We have benefited not only from Cavendish’s astute recognition of the value of good press but also from the technique he pioneered for weighing the Earth by pushing Newton’s Law as far as he could. It remains in use today. Our best measurement of the mass of the sun comes from exactly the same procedure, using the known distances and orbital velocities of each of the planets. In fact, this procedure is so good that we could, in principle, measure the mass of the sun to one part in a million, based on the existing planetary data. Unfortunately, Newton’s constant
G
is the poorest measured fundamental constant in nature. We know it to an accuracy of only 1 part in 100,000 or so. Thus, our knowledge of the sun’s mass is limited to this accuracy.

Incidentally, not only does our uncertainty of the precise strength of gravity limit our ability to measure the sun’s mass, it also limits our ability to probe the smallest and largest scales in the universe. For, as we shall see, it turns out that on small scales, less than about one millionth of an inch, we have no direct probe that gravity behaves as Newton described it, and whether deviations from Newton’s law of gravity might exist on these scales that could shed light on the possible existence of extra dimensions, beyond the three dimensions of space we know and love.

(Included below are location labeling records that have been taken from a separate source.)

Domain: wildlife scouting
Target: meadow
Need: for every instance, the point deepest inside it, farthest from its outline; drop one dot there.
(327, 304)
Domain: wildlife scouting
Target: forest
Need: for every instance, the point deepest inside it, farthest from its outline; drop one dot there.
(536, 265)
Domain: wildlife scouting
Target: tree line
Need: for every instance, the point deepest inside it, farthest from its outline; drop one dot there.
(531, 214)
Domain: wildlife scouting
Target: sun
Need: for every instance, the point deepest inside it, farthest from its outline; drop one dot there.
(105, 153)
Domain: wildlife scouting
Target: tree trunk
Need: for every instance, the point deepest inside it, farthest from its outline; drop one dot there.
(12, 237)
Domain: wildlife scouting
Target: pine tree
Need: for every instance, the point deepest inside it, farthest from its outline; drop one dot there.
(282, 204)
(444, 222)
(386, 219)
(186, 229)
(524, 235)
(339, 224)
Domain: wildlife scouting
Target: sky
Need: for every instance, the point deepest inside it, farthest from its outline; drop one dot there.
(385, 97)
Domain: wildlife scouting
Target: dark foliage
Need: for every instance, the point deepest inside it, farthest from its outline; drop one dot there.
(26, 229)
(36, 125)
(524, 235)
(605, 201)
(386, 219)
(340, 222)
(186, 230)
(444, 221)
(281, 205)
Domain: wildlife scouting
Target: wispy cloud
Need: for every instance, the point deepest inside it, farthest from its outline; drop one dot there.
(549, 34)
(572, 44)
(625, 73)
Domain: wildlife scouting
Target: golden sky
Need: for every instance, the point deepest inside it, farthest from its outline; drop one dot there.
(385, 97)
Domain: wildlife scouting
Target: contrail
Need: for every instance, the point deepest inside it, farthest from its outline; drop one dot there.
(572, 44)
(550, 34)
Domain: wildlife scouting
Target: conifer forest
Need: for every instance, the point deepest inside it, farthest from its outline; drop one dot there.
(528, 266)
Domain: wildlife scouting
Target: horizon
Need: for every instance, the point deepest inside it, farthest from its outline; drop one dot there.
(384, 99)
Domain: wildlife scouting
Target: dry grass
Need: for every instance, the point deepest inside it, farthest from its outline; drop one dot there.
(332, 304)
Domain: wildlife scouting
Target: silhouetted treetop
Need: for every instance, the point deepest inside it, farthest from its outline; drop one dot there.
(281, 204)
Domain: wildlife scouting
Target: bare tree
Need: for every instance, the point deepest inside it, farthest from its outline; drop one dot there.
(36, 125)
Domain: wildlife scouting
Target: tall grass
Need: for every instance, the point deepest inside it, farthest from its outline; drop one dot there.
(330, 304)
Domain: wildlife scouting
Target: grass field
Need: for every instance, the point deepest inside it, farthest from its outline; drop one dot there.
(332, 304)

Nevertheless when you have a good thing going, don’t stop. Our sun (and thus our solar system) orbits around the outer edge of the Milky Way galaxy, and so we can use the sun’s known distance from the center of the galaxy (about 25,000 light years) and its known orbital velocity (about 150 miles/second), to “weigh” the galaxy. When we do this, we find that the mass of material enclosed by our orbit corresponds to roughly a hundred billion solar masses. This is heartening, since the total light emitted by our galaxy is roughly equivalent to that emitted by about a hundred
billion stars more or less like our Sun. (Both of these observations provide the rationale for my previous statement that there are about a hundred billion stars in our galaxy.)

A remarkable thing happens when we try to extend this measurement by observing the velocity of objects located farther and farther from the center of our galaxy. Instead of falling off, as it should if all the mass of our galaxy is concentrated in the region where the observed stars are, this velocity remains constant. This suggests that, instead, there is ever more mass located outside the region where the stars shine. In fact, current estimates suggest that there is at least ten times more stuff out there than meets the eye! Moreover, similar observations of the motions of stars in other galaxies all suggest the same thing. Extending Newton’s Law further to use the observed motion of galaxies themselves amid groups and clusters of galaxies confirms this notion. When we use Newton’s Law to weigh the universe, we find that at least 90 percent of the matter in it is “dark.”